Old Photograph Holy Pool Strathfillan Scotland

Old photograph of the Holy Pool in Strathfillan, Perthshire, Scotland. The Holy Pool, opposite Stathfillan Manse, was famous for its connection with St Fillan. Until the middle of the last century insane persons were bathed in the pool. The tradition of bathing insane persons in the pool is still known locally but the pool is said to have lost its power when a wild bull was thrown into it.
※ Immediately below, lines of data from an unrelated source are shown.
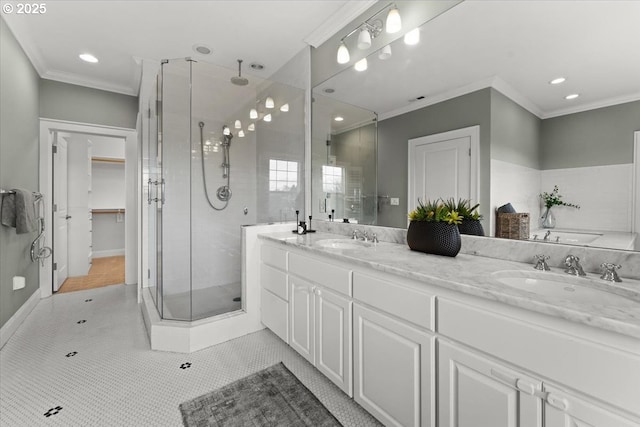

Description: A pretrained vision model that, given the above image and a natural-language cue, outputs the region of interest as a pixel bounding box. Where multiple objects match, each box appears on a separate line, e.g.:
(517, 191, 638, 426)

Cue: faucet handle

(352, 230, 358, 240)
(362, 230, 369, 242)
(372, 233, 379, 244)
(533, 254, 550, 271)
(600, 263, 622, 283)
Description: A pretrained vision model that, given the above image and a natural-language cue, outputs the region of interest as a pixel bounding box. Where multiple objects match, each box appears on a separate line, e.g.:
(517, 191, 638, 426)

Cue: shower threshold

(162, 283, 241, 321)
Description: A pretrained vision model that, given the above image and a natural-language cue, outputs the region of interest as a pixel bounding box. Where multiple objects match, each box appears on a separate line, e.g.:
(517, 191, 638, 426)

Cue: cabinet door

(261, 288, 288, 343)
(544, 384, 639, 427)
(354, 304, 432, 427)
(438, 340, 543, 427)
(289, 276, 315, 364)
(315, 287, 352, 396)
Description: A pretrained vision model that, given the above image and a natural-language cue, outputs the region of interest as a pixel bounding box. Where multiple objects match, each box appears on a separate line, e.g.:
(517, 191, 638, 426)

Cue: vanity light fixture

(565, 93, 580, 100)
(234, 120, 242, 129)
(404, 28, 420, 45)
(280, 103, 289, 112)
(336, 3, 401, 64)
(249, 108, 258, 119)
(337, 41, 350, 64)
(354, 57, 368, 72)
(79, 53, 98, 63)
(263, 113, 272, 122)
(334, 116, 344, 122)
(378, 44, 392, 60)
(248, 123, 255, 131)
(386, 6, 402, 33)
(550, 77, 566, 85)
(265, 97, 275, 109)
(238, 130, 245, 138)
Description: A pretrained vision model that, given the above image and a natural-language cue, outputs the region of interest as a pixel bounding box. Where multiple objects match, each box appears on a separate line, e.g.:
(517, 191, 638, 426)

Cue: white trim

(0, 289, 40, 349)
(491, 77, 543, 118)
(633, 132, 640, 238)
(41, 72, 139, 97)
(39, 119, 137, 299)
(303, 0, 378, 48)
(541, 93, 640, 119)
(92, 249, 126, 258)
(407, 125, 480, 215)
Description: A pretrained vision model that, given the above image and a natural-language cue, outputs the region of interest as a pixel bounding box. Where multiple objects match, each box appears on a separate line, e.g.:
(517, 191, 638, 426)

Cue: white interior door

(53, 136, 69, 291)
(408, 126, 480, 214)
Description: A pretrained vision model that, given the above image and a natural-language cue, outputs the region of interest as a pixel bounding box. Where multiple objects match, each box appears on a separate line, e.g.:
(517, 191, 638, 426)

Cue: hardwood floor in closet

(57, 256, 125, 293)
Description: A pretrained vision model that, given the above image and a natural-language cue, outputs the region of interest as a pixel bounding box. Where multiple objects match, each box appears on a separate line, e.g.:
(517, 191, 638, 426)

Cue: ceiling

(2, 0, 375, 96)
(314, 0, 640, 121)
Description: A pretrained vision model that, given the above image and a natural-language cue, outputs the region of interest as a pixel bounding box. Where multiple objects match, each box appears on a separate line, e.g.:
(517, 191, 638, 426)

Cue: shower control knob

(243, 207, 248, 215)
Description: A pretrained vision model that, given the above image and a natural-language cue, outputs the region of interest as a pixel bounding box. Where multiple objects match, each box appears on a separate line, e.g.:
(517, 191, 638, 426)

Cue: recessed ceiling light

(323, 88, 335, 94)
(334, 116, 344, 122)
(565, 93, 580, 100)
(193, 44, 212, 55)
(79, 53, 98, 63)
(250, 63, 264, 70)
(549, 77, 566, 85)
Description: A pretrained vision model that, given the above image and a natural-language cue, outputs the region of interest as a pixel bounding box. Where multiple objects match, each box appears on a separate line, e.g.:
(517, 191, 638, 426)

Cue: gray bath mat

(179, 362, 343, 426)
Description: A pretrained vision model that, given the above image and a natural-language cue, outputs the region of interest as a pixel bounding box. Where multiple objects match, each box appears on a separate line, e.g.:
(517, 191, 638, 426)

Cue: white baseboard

(0, 289, 41, 349)
(93, 249, 125, 258)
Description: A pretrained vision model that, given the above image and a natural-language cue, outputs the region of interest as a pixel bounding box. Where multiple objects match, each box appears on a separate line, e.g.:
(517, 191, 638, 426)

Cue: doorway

(407, 126, 480, 216)
(39, 120, 137, 299)
(52, 132, 128, 294)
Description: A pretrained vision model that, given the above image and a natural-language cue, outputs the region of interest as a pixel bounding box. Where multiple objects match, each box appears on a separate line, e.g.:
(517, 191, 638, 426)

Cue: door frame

(39, 119, 137, 298)
(407, 125, 480, 214)
(633, 131, 640, 237)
St. Fillan was the abbot of a monastery in Fife before retiring to Glen Dochart and Strathfillan near Tyndrum in Perthshire. At an Augustinian priory at Kirkton Farm along to the West Highland Way, the priory's lay abbot, who was its superior in the reign of William the Lion, held high rank in the Scottish kingdom. This monastery was restored in the reign of King Robert the Bruce, and became a cell of the abbey of canons regular at Inchaffray Abbey. The new foundation received a grant from King Robert, in gratitude for the aid which he was supposed to have obtained from a relic of the saint on the eve of the great victory over King Edward II's English soldiers at the Battle of Bannockburn. The saint's original chapel was up river, slightly north west of the abbey and adjacent to a deep body of water which became known as St. Fillan's Pool.